How to prepare a candidate for a debate?

Last week, John Fetterman and Mehmet Oz debated for the first and only time in the Pennsylvania Senate race. The Senate debate is exceptionally high stakes. It is an incredibly close race, control of the Senate could rest on the outcome, and it's the only time the two candidates will face off against each other. It was a high-stakes situation for the candidates and campaigns.


But what's it like to prepare a candidate for a debate? Debate prep varies significantly from campaign to campaign and candidate to candidate, but some materials and principles help prepare candidates.

The Briefing Book

Months before a debate, the candidate's research and communications teams put together a briefing book with self-research, opposition research, talking points, message boxes, bullet points, graphs, charts, and anything else the candidate needs. There's a balance between putting as much as possible in the book, so when the candidate asks a question, you can say, "Well, it's in the book," and producing something so voluminous that it's worthless. The book and the candidate's study material should get shorter and smaller as the debate gets closer.


The Talking Points or Message Boxes

You need to distill materials into digestible content for the candidate. Handing a candidate 500 pages of research is useless. When a debate comes around, the communications staff should have a pretty good idea of how the candidate likes the material presented. There are two good ways to distill materials. First, talking points are straightforward. We like our talking points to include a topline message and then break the points down. You could have one sheet of talking points or talking points for a debate on every issue. The topline message needs to stay consistent throughout the materials. Second, message boxes allow candidates to visualize the back-and-forth they might have with their opponents. It's straightforward.



These two foundational documents give the candidate the tools they need to prepare.

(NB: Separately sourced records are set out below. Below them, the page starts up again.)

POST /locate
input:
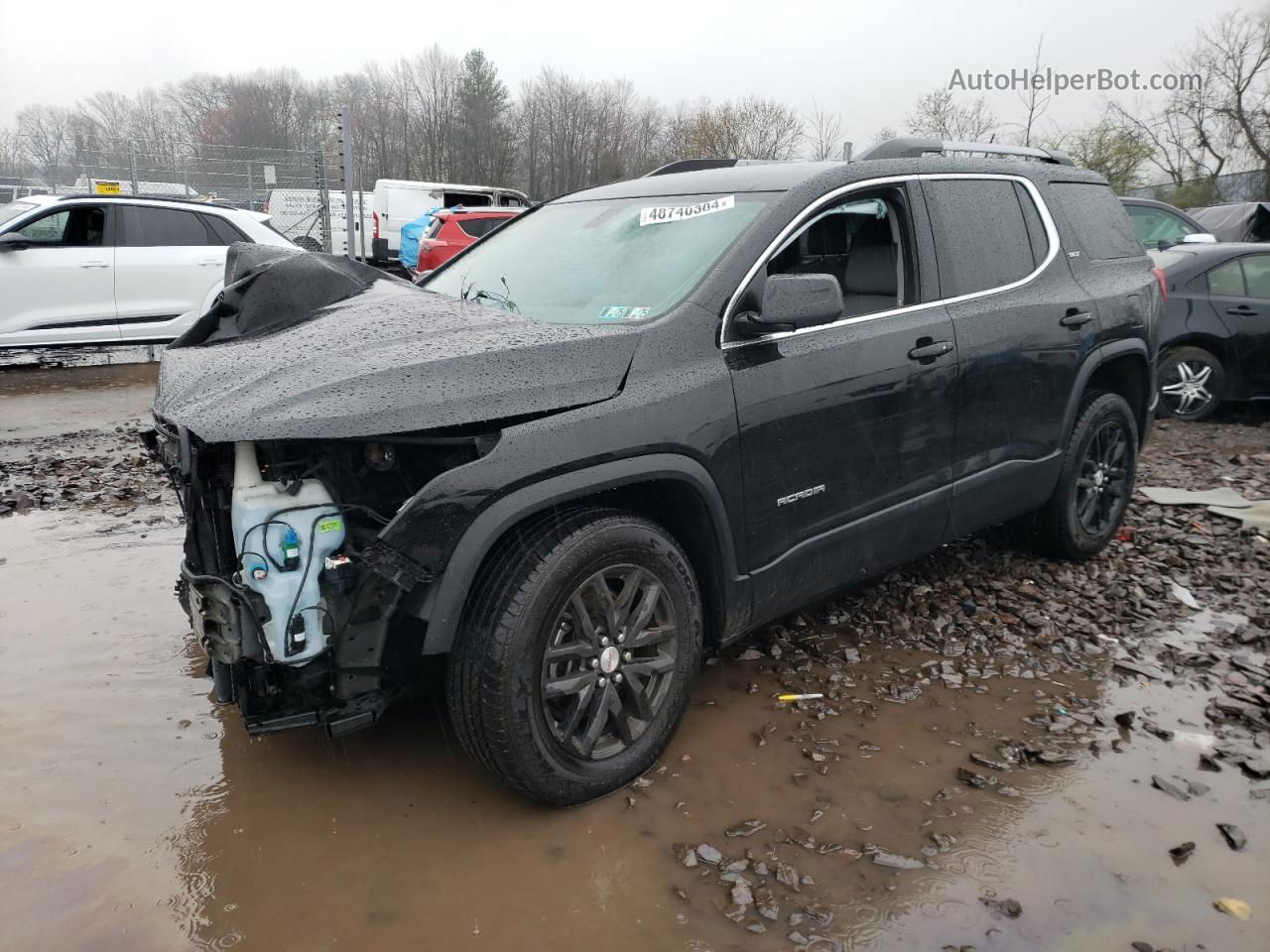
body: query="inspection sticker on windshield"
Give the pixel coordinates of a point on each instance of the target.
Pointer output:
(663, 213)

The Room and the Participants

This is the hard part. Everyone wants to be in debate prep. On a campaign, participating in debate prep too often conveys status when in reality, you probably can get more ROI out of direct voter contact. Either way, you need to figure out where you're doing debate prep and who is in the room. If your campaign has the resources, I like to hold debate prep in hotel rooms or conference centers away from the office. This helps you control the flow of the room, and the lack of familiarity with the space can be helpful. You don't feel like you should be jumping on a call or doing your regular day-to-day work. On occasion, I have had debate prep at a supporter's office. While physically convenient, it's hard to tell that person they can't sit in their office while you prep.

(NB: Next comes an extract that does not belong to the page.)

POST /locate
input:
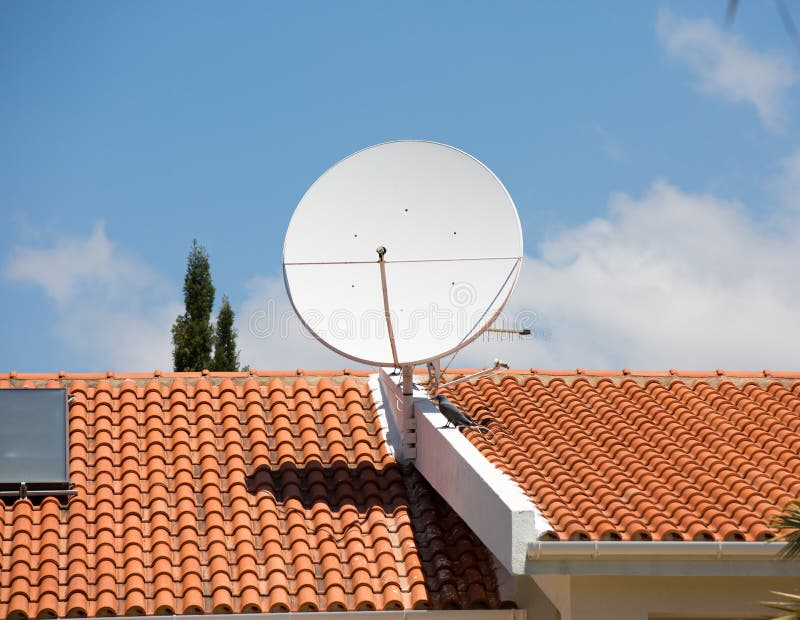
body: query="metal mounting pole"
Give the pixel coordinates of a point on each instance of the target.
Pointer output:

Which brings us to the participants. This can often be the most difficult part of debate prep. Sometimes your smartest staffers and consultants can be the most detrimental to your candidates' mood and preparation, while the deputy finance director who makes the candidate laugh and breaks the ice can become invaluable. It's important to curate the room and ensure the right people are in it. If your candidate wants detailed explanations, you need your research or policy person in the room. If your candidate wants to understand the sweeping narrative, your general consultant or TV ad person should have a seat. The goal is to keep the room as small as possible while marshaling the right resources for the candidate. What about family? This is impossible. Good luck. If there are challenging family members, try to schedule prep while the candidate is on the road.


The Opponent

You should have a strong stand-in for your opponent. You need to pick someone who will take studying and research seriously. You'll have to produce the same materials for the person playing your opponent so they can spar with your candidate in the most realistic way possible. You'll also want to put together some reels of your opponent for the stand-in to watch and study so they can learn lines and mannerisms. You'll likely get many offers from people to play your opponent, but you can use recommendations from other campaigns, consultants, and candidate organizations.


The Bottomline

Debate prep is about managing the candidate, the staff, the logistics, and the materials. Ultimately, you must put your candidate in a stable learning environment and give them the resources they need to absorb information and train without distraction. It's easy for debate prep to spin out of control with a room full of unneeded staff or without the right materials. But if you're able to build a strong debate preparation process and team, it will help your candidate in the debate and on the trail. It's a worthy use of your staff time and candidate time.